Comcast CEO Talks Hulu Stake Sale, Disney-Charter Showdown – The Hollywood Reporter

Comcast CEO Brian Roberts has weighed in on the carriage dispute showdown between Hollywood giant Walt Disney and cable giant Charter Communications, while also talking about his company’s one-third stake in Hulu being set to be sold to Disney.

Roberts reported that Sept. 30 will mark an initial deadline to set in motion Disney using a put option that would require the studio that owns the remaining two-thirds in Hulu to take over its minority stake. “As of Sept. 30, after some short period of time, Disney can call, we can put, and I believe that’s what will end up happening,” Roberts told the Goldman Sachs Communcacopia + Technology Conference.

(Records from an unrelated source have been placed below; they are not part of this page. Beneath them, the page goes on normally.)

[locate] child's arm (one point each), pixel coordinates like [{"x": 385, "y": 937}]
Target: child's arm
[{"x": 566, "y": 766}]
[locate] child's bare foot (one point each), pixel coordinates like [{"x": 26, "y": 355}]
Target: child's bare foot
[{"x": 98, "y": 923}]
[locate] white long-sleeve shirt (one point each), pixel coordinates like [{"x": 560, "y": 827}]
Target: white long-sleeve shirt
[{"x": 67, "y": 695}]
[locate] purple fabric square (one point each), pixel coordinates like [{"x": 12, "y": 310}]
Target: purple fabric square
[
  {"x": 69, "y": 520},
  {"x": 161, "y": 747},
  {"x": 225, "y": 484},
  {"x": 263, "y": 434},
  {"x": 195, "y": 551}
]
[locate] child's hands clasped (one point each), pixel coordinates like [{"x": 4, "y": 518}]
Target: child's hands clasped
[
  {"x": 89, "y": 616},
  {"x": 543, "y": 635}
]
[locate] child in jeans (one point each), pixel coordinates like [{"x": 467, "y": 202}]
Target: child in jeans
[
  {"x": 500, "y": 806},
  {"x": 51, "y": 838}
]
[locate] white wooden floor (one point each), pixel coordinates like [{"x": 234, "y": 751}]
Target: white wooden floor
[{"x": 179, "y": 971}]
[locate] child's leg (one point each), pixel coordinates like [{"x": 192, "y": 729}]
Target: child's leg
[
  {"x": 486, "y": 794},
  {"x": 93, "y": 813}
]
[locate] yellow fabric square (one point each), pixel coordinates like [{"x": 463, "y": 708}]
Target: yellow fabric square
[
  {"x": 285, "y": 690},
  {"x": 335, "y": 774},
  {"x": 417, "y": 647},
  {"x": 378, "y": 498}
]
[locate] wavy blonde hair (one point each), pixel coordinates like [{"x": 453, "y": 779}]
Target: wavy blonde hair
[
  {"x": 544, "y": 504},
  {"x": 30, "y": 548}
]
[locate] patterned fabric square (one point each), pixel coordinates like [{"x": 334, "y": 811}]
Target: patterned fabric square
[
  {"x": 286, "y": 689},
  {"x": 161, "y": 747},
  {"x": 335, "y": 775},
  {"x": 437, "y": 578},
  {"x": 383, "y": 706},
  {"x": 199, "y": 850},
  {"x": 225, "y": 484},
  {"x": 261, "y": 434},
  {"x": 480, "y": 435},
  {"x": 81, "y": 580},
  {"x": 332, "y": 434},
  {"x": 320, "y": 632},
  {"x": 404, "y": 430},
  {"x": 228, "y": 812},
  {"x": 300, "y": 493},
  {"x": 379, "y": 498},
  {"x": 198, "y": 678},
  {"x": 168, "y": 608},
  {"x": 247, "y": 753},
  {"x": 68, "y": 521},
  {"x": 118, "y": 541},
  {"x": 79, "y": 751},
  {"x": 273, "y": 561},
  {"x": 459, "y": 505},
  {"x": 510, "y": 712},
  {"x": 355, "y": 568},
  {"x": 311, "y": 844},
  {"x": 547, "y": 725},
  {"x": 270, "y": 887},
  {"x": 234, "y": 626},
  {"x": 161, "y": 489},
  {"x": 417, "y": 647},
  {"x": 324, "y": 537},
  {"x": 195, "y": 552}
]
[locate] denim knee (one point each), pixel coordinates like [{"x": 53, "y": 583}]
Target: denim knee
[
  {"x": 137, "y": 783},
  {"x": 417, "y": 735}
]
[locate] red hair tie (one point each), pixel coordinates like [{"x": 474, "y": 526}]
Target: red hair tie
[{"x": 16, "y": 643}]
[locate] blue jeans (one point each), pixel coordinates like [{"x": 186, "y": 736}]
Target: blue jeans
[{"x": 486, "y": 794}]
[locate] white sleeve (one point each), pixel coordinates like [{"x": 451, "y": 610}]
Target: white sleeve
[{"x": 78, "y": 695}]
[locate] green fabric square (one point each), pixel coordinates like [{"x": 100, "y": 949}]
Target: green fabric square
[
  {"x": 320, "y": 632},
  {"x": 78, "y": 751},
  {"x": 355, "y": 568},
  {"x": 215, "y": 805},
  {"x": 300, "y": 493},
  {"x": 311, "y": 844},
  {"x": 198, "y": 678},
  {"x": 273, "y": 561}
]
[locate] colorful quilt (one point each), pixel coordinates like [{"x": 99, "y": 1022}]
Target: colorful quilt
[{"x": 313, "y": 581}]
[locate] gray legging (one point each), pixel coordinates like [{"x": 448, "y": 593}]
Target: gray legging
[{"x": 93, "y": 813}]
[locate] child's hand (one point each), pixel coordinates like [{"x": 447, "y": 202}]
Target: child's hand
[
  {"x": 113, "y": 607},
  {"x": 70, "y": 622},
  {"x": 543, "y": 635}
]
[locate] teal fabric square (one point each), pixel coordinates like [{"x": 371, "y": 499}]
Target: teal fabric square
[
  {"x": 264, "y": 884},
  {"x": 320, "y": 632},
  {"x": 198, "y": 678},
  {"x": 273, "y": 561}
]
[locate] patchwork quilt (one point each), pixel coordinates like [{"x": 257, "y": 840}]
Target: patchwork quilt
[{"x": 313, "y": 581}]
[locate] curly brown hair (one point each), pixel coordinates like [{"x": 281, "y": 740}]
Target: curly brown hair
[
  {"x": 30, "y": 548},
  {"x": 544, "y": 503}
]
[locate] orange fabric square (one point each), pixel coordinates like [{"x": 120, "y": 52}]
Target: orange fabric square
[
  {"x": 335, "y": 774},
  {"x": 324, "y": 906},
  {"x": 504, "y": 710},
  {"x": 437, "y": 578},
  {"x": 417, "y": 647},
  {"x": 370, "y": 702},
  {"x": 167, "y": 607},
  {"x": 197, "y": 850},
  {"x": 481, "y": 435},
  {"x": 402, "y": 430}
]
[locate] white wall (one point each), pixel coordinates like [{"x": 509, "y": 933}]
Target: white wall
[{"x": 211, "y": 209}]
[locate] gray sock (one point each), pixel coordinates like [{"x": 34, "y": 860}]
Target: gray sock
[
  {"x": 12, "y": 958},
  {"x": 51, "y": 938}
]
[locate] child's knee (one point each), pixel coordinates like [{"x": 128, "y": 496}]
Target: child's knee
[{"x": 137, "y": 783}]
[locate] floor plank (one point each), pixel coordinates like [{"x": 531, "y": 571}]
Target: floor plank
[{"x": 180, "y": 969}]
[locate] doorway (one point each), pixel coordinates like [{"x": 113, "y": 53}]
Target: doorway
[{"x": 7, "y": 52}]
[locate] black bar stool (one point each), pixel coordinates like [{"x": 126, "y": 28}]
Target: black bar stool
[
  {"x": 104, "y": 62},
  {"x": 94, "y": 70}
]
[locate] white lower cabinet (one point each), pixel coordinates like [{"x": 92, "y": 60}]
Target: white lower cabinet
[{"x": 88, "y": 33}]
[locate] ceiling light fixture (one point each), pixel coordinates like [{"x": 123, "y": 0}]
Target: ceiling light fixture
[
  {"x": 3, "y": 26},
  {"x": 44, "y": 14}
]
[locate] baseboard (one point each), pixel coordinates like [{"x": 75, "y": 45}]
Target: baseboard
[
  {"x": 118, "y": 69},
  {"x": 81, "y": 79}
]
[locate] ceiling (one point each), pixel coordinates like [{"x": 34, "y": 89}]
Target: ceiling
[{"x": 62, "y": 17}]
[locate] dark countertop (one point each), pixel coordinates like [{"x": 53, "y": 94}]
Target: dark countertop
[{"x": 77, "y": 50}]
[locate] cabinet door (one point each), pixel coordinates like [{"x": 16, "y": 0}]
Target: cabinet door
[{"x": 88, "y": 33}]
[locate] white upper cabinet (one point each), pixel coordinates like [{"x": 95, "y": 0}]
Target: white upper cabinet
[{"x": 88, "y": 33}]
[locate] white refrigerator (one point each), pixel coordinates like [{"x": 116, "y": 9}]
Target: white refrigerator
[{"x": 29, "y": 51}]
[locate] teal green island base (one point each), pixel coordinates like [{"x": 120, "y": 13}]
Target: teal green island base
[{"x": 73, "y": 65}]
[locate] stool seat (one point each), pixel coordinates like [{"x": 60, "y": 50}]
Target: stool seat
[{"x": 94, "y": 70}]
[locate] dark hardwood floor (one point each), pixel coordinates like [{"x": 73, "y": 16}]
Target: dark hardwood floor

He also talked about the valuation for the Hulu stake, which would likely have a floor of just under $30 billion, when only factoring in synergy and churn benefits. “I think we are excited to get this resolved and the minimum of $27.5 billion, that was just a hypothetical we picked out five years ago. The company is way more valuable today than it was then,” Roberts said.

He added the put call can be triggered around 30 days after the start gun is fired on Sept. 30, but that both parties were appraising the value of the Hulu stake and more possible suitors may step forward. “That’s a scarce kingmaker asset,” Roberts said of the Hulu stake set to go up for an unprecedented auction.

“If you were selling all of this, as is, there’d be a line of bidders around the block to actually buy all the content, all the bundling, of Hulu. That business we’ve never seen,” he insisted as Goldman Sachs, earlier hired by Comcast to explore strategic alternatives for the Hulu stake, gets set to initiate a formal sales process with Disney.

“It will take a little time for this to play out. But both companies wanted to get it behind us. So we pulled the date forward,” Roberts said. He also talked about the Disney-Charter showdown during his investor conference appearance.

“This dispute is putting tension around some issues. I hope they work it out. It’s in the interests of consumers,” Roberts insisted. With cord-cutting and streaming losses continuing to impact media and entertainment companies, Charter has complained that the rising affiliate fees they have to shell out for TV networks reaching fewer and fewer viewers makes less business sense.

“I look at our company. We don’t look at it as linear or streaming. We look at it as linear and streaming. With Peacock and NBCUniversal and Xfinity, we are the best aggregator. We have all the streaming apps, all the linear in one place,” Roberts argued as he pointed to Peacock, NBCUniversal ad-supported streaming platform as bolstering his company’s content offering to consumers alongside NBC and live sports.

“Each company is dealing with their version of this transformational moment. You’re going to see some tension,” he said. Roberts added Comcast’s expanding broadband capability will feed through to more live sports in the streaming space and other innovations.

“That needs bandwidth and it doesn’t not need freezing with the ball in the air,” he added, as rival Disney looks ahead to ESPN pivoting to the streaming space.